Tuesday, November 6, 2018

Spotify's Still Facing Uphill Battle Against Royalty Costs

Despite reporting third quarter results that were largely in line with or even ahead of expectations, Spotify’s share price dropped by more than 6 percent in the aftermath of its earnings release on Thursday.

According to Statista, the drop was largely driven by fears of slowing user growth and the company’s plans to “accelerate the pace of investment in R&D and Content in 2019”, which would likely reduce operating margins for the “foreseeable future”.

Like all streaming companies, Spotify is facing an uphill climb towards profitability as it needs to find a way of maximizing revenue while keeping content acquisition costs at bay.

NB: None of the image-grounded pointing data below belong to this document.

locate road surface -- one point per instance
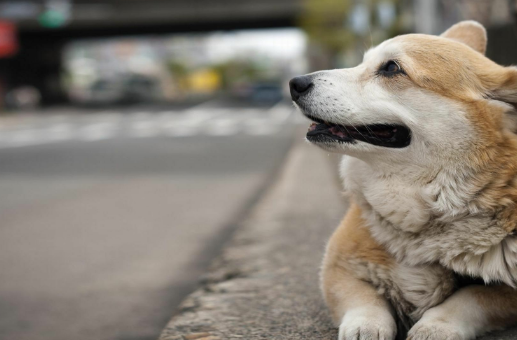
(109, 217)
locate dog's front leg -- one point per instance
(468, 313)
(356, 307)
(359, 311)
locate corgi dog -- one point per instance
(428, 248)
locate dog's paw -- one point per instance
(368, 324)
(435, 329)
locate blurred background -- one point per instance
(135, 134)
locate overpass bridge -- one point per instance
(38, 61)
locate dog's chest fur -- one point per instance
(432, 223)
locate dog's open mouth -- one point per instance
(386, 135)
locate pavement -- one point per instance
(109, 217)
(265, 285)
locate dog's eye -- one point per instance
(390, 68)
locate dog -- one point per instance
(427, 128)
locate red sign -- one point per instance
(8, 39)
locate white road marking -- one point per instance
(98, 131)
(203, 119)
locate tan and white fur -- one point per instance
(444, 205)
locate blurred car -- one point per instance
(128, 88)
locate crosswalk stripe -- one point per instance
(198, 120)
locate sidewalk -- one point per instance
(265, 284)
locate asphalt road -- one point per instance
(109, 218)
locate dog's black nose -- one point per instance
(299, 86)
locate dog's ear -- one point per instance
(470, 32)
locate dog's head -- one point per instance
(413, 98)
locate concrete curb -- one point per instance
(265, 284)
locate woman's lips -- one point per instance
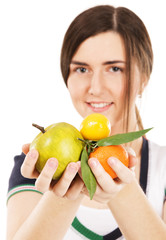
(99, 107)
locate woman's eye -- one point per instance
(115, 69)
(81, 70)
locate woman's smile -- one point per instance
(99, 106)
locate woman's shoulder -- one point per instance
(157, 149)
(157, 157)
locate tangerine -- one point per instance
(95, 126)
(104, 152)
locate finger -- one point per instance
(132, 157)
(102, 177)
(64, 182)
(25, 148)
(75, 188)
(132, 162)
(124, 173)
(44, 180)
(28, 167)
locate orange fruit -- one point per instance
(95, 126)
(104, 152)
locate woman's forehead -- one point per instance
(107, 46)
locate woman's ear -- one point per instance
(144, 83)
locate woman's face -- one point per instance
(97, 77)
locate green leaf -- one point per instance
(87, 175)
(122, 138)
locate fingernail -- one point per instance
(112, 161)
(52, 163)
(131, 151)
(92, 162)
(72, 167)
(32, 153)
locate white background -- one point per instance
(31, 86)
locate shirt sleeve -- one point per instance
(18, 183)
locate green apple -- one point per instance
(59, 140)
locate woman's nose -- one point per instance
(96, 87)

For every song a user streams on Spotify, the company must pay a certain amount to the record company owning the rights to that song. While the rate per individual stream is very small (so small that many artists feel treated unfairly), the costs quickly pile up when millions of users stream billions and billions of songs. In the first nine months of 2018, Spotify’s cost of revenue, consisting primarily of royalty payments to record companies, amounted to $2.8 billion or roughly 75 percent of the company’s revenue.

While that is already a significant improvement over past years, it still leaves just 25 percent of revenues to cover all other expenses (including sales and marketing, research and development as well as general and administrative costs), making it incredibly hard to turn a profit.

Netflix has solved that riddle by producing more and more original content and bowing out of unprofitable licensing agreements with movie studios in order to improve its margins. The world’s leading video streaming company had a gross margin of 40 percent through the first three quarters of 2018, up from 24 percent five years earlier.

Unfortunately for Spotify, this model isn’t easily converted to the music streaming business, where users expect to find all music past and present instead of a selection of original content to choose from. Instead, Spotify needs to constantly negotiate with record labels in order to improve its licensing terms and bring down content costs.

The company reached new agreements with Universal Music Group, Sony Music Entertainment, Warner Music Group and others last year, but it remains to be seen whether these agreements will be good enough for Spotify to actually turn a profit anytime soon.